Another embodiment of the present invention results in the creation of a library creation of hybridomas expressing human monoclonal antibodies specific for binding to cancer cell antigens using the tCD40L-E2 cell line described elsewhere herein. It is well-established that some patients with cancer make antibodies that are specific for cancer antigens Cancer Chemother Pharmacol, 2000, vol 46, suppl volume pages S3-7. Mononuclear cells are obtained from patients with cancer either by phlebotomy, surgery, or biopsy from peripheral blood, tumor tissue, spleen, lymph nodes, granulomas, or other tissue. The CD27+ mononuclear cell population is enriched using the methods described elsewhere herein and the resultant population is expanded in the presence of E2 and/or CD 14, additionally in the presence of molecules selected from the group consisting of CD40L, IL-4, IL-10, IL-15, IL-21, ΙΚΝγ, and CpG oligonucleotides. An alternate strategy includes specifically isolating B-cells from these sources, on the basis of selection for CD27+ combined with negative selection against any cells with antigens specific for cells that are not of the B-cell lineage. The selected and expanded cells are fused to the B5-6T or alternate fusion partner cell line using an electrofusion or PEG fusion method. The cells are plated at a density of 300-2000 B-cells per well in 96-well plates in the presence of cell culture medium that contains HAT. Following 5-7 days of HAT treatment, the cells are cultured in medium that contains HT supplementation. Approximately 14 days after the cell fusion, the wells contain healthy hybridoma cells that secrete human monoclonal antibodies into the cell culture supernatants. Each well contains 3- 10 hybridoma clones. Therefore, each 96-well plate (with a starting number of 3000- 20,000 B-cells per plate) contains a library 300-1000 hybridoma clones that each express a human mAb derived from the immune response of a patient with cancer. Cancer-specific human mAbs can be identified by assays to detect binding of the mAbs to materials containing cancer-specific molecules and/or cells, using methods well-known to the art, including ELISA and flow cytometry. Cancer-specific human mAbs identified by this approach have utility for the creation of cancer therapeutics and/or diagnostics.

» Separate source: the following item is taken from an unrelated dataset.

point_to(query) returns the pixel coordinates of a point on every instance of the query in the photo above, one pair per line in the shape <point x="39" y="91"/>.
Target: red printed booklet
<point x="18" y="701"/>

The disclosures of each and every patent, patent application, and publication cited herein are hereby incorporated herein by reference in their entirety. While this invention has been disclosed with reference to specific embodiments, it is apparent that other embodiments and variations of this invention may be devised by others skilled in the art without departing from the true spirit and scope of the invention. The appended claims are intended to be construed to include all such embodiments and equivalent variations.